Ana yatak odasındaki ışık aniden açıldı ve acı bir çığlık duyduk. Nefesimiz kesilene kadar güldük. Aynı zamanda hızla yokuş aşağı sürdük ki yakalanmayalım.
Sonraki haftalarda bu şakayı defalarca tekrarladık, telsize sırayla konuşuyorduk. Küçük oyunumuzdan kimsenin haberdar olmaması için olabilecek en uzak evleri seçiyorduk. Kurbanların tepkileri paha biçilmezdi: bazı anneler panik içinde cevaplar veriyor, başkaları bunun bir işletme olduğunu anlıyor ve bize sesimizi kesmemizi söylüyordu. Hatta bir keresinde orta yaşlı bir kadın hıçkırıklara boğularak bebeğini incitmememiz için bize yalvardı. Şimdi yaşım kemale erdiğinden sonuncusu için üzülürüm. Fakat o zaman için bu bana göre eğlendiriciydi. Evet, biz katıksız şerefsizlerdik.
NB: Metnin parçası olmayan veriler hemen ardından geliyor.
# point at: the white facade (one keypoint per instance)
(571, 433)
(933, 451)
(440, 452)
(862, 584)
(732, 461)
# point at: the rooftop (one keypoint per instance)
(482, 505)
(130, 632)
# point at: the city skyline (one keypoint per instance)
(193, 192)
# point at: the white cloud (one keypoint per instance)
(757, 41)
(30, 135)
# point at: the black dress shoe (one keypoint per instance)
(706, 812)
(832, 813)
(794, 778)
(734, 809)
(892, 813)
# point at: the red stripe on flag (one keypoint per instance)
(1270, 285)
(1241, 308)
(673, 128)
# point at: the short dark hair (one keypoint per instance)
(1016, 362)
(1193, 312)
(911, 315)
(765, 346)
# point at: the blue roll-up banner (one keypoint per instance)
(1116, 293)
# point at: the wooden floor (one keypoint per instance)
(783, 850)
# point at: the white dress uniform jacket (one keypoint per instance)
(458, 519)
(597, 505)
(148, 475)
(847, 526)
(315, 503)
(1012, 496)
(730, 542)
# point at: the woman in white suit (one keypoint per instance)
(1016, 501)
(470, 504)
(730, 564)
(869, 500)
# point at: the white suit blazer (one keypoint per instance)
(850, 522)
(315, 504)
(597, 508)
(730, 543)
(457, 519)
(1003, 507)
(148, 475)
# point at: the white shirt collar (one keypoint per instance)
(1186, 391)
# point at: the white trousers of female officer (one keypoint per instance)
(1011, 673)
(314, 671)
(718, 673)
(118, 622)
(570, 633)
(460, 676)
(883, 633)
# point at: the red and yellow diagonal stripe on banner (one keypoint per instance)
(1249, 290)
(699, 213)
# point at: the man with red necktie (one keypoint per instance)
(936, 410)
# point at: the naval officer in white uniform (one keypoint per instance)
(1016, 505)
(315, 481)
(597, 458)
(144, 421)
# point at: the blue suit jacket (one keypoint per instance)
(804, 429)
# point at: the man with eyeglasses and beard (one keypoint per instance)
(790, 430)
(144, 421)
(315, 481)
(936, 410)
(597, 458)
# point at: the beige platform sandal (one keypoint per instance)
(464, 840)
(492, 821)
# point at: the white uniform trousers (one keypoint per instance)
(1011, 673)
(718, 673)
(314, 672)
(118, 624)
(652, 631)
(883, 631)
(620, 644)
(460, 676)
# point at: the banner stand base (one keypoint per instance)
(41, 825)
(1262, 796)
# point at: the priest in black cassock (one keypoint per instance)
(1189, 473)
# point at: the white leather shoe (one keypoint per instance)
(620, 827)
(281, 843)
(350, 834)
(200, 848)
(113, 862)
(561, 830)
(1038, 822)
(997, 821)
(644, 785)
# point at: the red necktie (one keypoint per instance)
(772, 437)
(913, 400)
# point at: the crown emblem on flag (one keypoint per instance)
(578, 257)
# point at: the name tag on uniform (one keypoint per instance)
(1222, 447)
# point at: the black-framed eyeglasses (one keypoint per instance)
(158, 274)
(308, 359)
Karma dünya üzerindeki en adi şeydi, ve kötüsü o gece başıma gelecek şeyleri hak ediyordum. Kurt ve Dimitri ara sınavlarına çalışmak için meşguldüler, bu yüzden tek başıma çıktım. O zaman etraftaki hemen hemen herkesi keklemiştik. Böylece kendimi tehlikeye atıp şehrin karşısına geçecektim, bilmediğim yerlerine. Hedefi bulmak zor değildi: sadece arkada bebek koltuğu olan araçları, aşırı renkli çizgi film desenleri ile süslenmiş perdeleri bulunan evleri aramanız gerekiyordu. Bu kriterlere uygun bir evle karşılaştım, bisikletimi görüş açısının dışına park ettim. Telsizin tekerini çevirmeye başladım, sonunda doğru frekansı buldum. Hafif bir bebek horlaması duydum. Aldatıcı küçük bir sırıtış dudaklarıma kondu, kalbim heyecanla çarpmaya başladı. Şimdi sahne sırası benimdi.
‘’ Seni...İzliyorum..’’ çıkarabileceğim en korkutucu sesle telsize doğru fısıldadım.
Ev karanlık ve ışıksız kaldı. Sahiplerinin beni duymadığını sandım.